Presidente, para quando o senhor espera a diminuição do atual nível de desemprego? O general Mourão acabou de chegar da China. Lá também tem desemprego. Mas há uma diferença. Quando os chineses quiseram fazer a usina hidrelétrica de Três Gargantas, só avisaram: “Olha, daqui a dois anos a água vai subir, se vira”. No Brasil você não faz isso. Aqui, Belo Monte está sendo construída há quase dez anos. E existe um outro problema. Uma parte dos nossos milhões de desempregados não se encaixa mais no mercado de trabalho, por falta de qualificação. Há também os universitários que só têm diploma. Alguns acham que gastar mais dinheiro é sinal de que está melhorando a educação. Tem país que gasta per capita menos que nós e tem uma educação muito melhor. A situação não está nada bacana. Essa é a realidade.
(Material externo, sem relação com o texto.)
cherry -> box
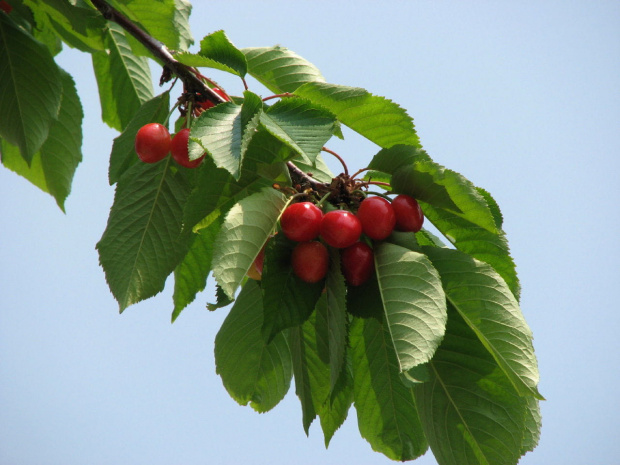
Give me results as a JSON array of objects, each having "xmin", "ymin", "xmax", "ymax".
[
  {"xmin": 280, "ymin": 202, "xmax": 323, "ymax": 242},
  {"xmin": 135, "ymin": 123, "xmax": 170, "ymax": 163},
  {"xmin": 170, "ymin": 128, "xmax": 205, "ymax": 168},
  {"xmin": 0, "ymin": 1, "xmax": 12, "ymax": 13},
  {"xmin": 356, "ymin": 196, "xmax": 396, "ymax": 240},
  {"xmin": 291, "ymin": 241, "xmax": 329, "ymax": 283},
  {"xmin": 392, "ymin": 194, "xmax": 424, "ymax": 232},
  {"xmin": 341, "ymin": 242, "xmax": 375, "ymax": 286},
  {"xmin": 212, "ymin": 87, "xmax": 230, "ymax": 101},
  {"xmin": 320, "ymin": 210, "xmax": 362, "ymax": 248},
  {"xmin": 247, "ymin": 246, "xmax": 266, "ymax": 281}
]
Mas o Ministério da Educação em seu governo será um exemplo de eficiência? Errei no começo quando indiquei o Ricardo Vélez como ministro. Foi uma indicação do Olavo de Carvalho? Foi, não vou negar. Ele teve interesse, é boa pessoa. Depois liguei para ele: “Olavo, você conhecia o Vélez de onde?”. “Ah, de publicações.” “Pô, Olavo, você namorou pela internet?”, disse a ele. Depois, tive de dar uma radicalizada. Em conversas aqui com os meus ministros, chegamos à conclusão de que era preciso trocar, não se pode ter pena, e trocamos.
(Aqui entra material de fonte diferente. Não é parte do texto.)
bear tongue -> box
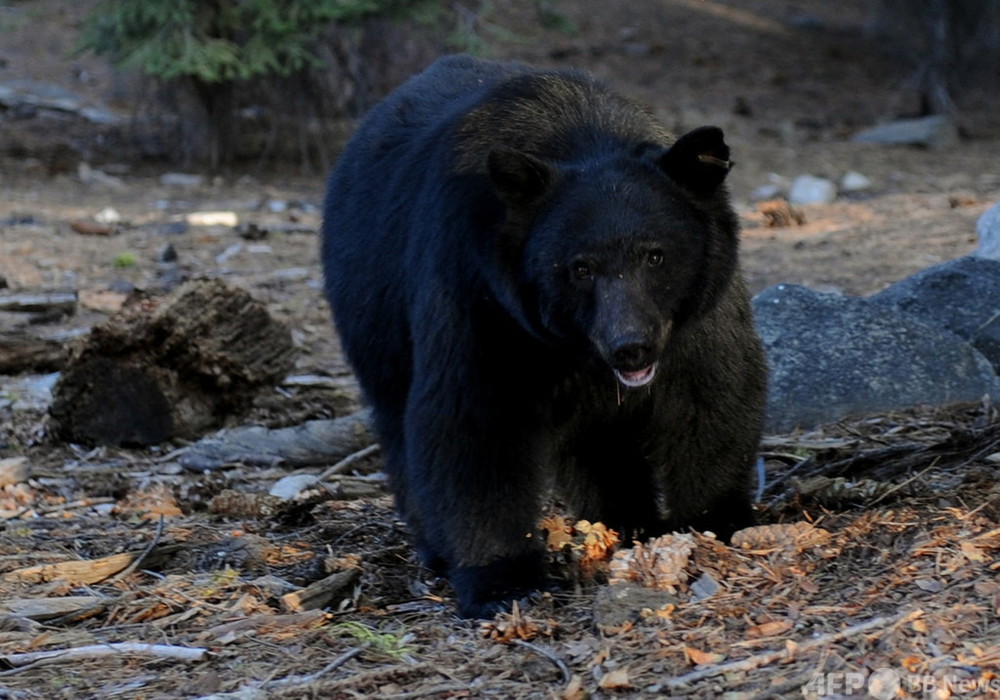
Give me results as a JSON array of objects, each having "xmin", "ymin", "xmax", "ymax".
[{"xmin": 614, "ymin": 363, "xmax": 657, "ymax": 388}]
Qual é o nível de influência que o filósofo Olavo de Carvalho tem no governo? Nenhum. O Olavo foi uma pessoa importante na minha campanha. Ele vinha disseminando os ideais da direita havia muito tempo, uma visão que abriu a cabeça de muita gente. Então, de alguma forma, ajudou na minha eleição. Mas raramente eu converso com o Olavo. Ele tem a sua liberdade de expressão, e ponto. Quantas vezes eu fui chamado de ladrão, safado, sem-vergonha, homofóbico, racista. Eu fico quieto? Agora, se ele responde às agressões de lá… O Olavo não faz por maldade. Ele, pela idade talvez, quer as coisas resolvidas mais rápido. Talvez seja isso aí.
A questão do Ministério da Educação está resolvida então? Tive de escolher. Chegaram vários currículos aqui, de pessoas bacanas. Mas aquilo é um campo minado, pessoas concursadas, militantes. Quando vazou aquela história de que o MEC estava orientando a cantar o Hino Nacional, a filmar os estudantes e tudo debaixo do slogan “Brasil acima de tudo, Deus acima de todos”, eu cheguei: “Pô, Vélez, tem uma lei do Lula que diz para cantar o Hino Nacional, conforme eu conversei contigo. Por que colocar o slogan ‘Brasil acima de tudo’? Quem escreveu isso lá?”. “É, foi o meu gabinete.” “Demita o cara, pelo amor de Deus.” Foi para sabotar o ministro.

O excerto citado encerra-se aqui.